Макар тряхнул головою и неожиданно для себя сказал:
-- Записку о своей смерти. И не могу написать...
-- Ах, как остроумно! -- воскликнула Настя, наморщив носик, тоже розовый. Она стояла, одной рукою держась за ручку двери, откинув другою войлок, наклонясь вперёд, вытягивая белую шею, с бархоткой на ней, и покачивала тёмной, гладко причёсанной головою. Между вытянутой рукою и стройным станом висела, покачиваясь, толстая длинная коса.
Макар смотрел на неё, чувствуя, как в нём вдруг вспыхнула, точно огонёк лампады, какая-то маленькая, несмелая надежда, а девушка, помолчав и улыбаясь, говорила:
-- Вы лучше почистите мне высокие ботинки -- завтра Стрельский играет Гамлета, я иду смотреть, -- почистите?
-- Нет, -- сказал Макар, вздохнув и гася надежду.
Она удивлённо пошевелила тонкими бровями.
-- Почему?
Тогда он тихо и убедительно сказал, как бы извиняясь:
-- Честное слово, я сегодня застрелюсь -- вот сейчас и пойду! Так что чистить башмаки ваши перед самой смертью -- неловко как-то, не подходит...
Она откачнулась назад и исчезла, оставив в комнате недовольное восклицание:
-- Фу, какой вы скучный!
Макар очень удивился, раньше ему не говорили этого, но тотчас утешил себя:
"Конечно, скучный, если уж почти покойник..."
Решительно взял перо и написал:
"Если этот случай обеспокоит вас -- прошу извинить. М.".
Но, прочитав, добавил, усмехнувшись:
"Больше не буду".
"Будто -- глупо? Ну, ладно, всё равно уж..."
И сунул записку в щель шкафа так, чтобы она сразу бросилась в глаза. По стеклу зеркала скользнуло отражение Макарова лица, тихонько задев какую-то грустную струну в душе.
"Ещё что?" -- спросил он себя, невольно и осторожно одним глазом снова заглядывая в зеркало -- оттуда косо и недоверчиво смотрело угловатое лицо, его выражение показалось Макару незнакомым: серовато-голубые глаза как бы спрашивали о чём-то, растерянно мигая, а трепету длинных век непримиримо противоречили нахмуренные брови и упрямо, плотно сжатые губы.
Лицо некрасивое, грубое, но -- своё, Макар знал его и вообще был доволен своим лицом, находя его значительным, но сейчас оно какое-то стёртое, надутое, что-то утратившее -- чужое.
"Хорошие у меня глаза", -- подумал Макар.

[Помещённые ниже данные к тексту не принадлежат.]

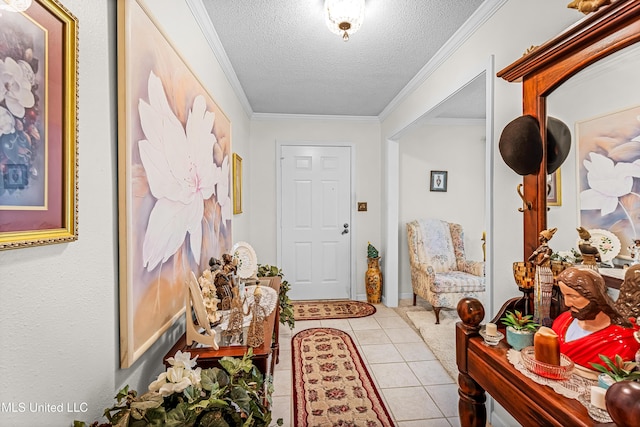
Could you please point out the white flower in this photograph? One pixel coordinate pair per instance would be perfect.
(182, 360)
(15, 87)
(179, 165)
(7, 122)
(608, 182)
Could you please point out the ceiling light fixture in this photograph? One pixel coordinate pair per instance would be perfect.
(344, 17)
(15, 5)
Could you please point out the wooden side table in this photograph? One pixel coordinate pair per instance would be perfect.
(264, 357)
(486, 369)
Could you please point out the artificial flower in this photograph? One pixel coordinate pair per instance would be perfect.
(182, 360)
(607, 182)
(180, 170)
(15, 87)
(7, 122)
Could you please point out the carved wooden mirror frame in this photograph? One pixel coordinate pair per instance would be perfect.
(546, 67)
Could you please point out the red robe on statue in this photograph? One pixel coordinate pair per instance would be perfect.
(609, 341)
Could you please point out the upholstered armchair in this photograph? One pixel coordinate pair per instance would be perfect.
(440, 273)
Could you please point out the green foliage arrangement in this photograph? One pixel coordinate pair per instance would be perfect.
(618, 369)
(192, 397)
(372, 252)
(286, 307)
(517, 321)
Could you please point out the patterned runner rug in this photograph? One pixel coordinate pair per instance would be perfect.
(331, 385)
(331, 309)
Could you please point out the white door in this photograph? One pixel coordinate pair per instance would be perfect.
(316, 221)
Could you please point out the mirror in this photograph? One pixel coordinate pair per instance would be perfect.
(601, 107)
(546, 69)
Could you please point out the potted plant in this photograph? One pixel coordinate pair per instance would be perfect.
(520, 329)
(286, 306)
(186, 395)
(615, 370)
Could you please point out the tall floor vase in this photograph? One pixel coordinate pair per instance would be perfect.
(373, 281)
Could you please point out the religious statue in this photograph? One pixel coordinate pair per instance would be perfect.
(590, 254)
(592, 326)
(543, 279)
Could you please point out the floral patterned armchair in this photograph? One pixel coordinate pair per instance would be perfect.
(440, 274)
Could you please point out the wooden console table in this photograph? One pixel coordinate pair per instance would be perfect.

Густые мягкие волосы обильно упали на лоб и щёки, они шевелились -- это оттого, что почти ежеминутно дверь магазина с визгом и дребезгом отворялась и в щели шкафа дул сильными струйками воздух, насыщенный запахом печёного хлеба.

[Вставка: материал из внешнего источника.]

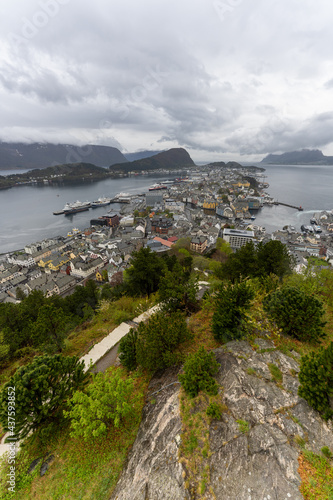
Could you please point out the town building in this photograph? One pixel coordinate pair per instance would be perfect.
(237, 237)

Юноша смотрел на себя и чувствовал, что ему становится жалко глаз, мускулистой шеи, сильных плеч -- жалко силы, заключённой в крепком теле. Через час она бесплодно и навсегда исчезнет, и среди людей не будет больше одного из них, ещё недавно умевшего внушать им интерес к важному и доброму. Эта жалость просачивалась в тело как бы извне и текла сквозь мускулы внутрь, к сердцу, переполняя его холодной тяжестью самоосуждения.
"Ну -- ладно, будет! -- сказал он сам себе. -- Не сладил с судьбой и не кобенься... Надо идти в мастерскую прощаться, или не надо?"
Решил, что не надо: станут расспрашивать, а он не может солгать им, если же сказать правду -- не поверят и осмеют, а поверив -- помешают. Застегнул пиджак, сунул револьвер за пазуху, взял шапку и пошёл в магазин, -- там, за прилавком, под висячей лампой, сидела Настя, читая книгу, за книгой стоял чёрный ряд гирь, начиная с десятифунтовой, в них было что-то похожее на старушек зимою, когда они идут за крестным ходом. Медные чашки весов, точно две луны на цепях, отражали неприятный жёлтый свет, отчего розовато-смуглое лицо девушки казалось красным и самодовольным.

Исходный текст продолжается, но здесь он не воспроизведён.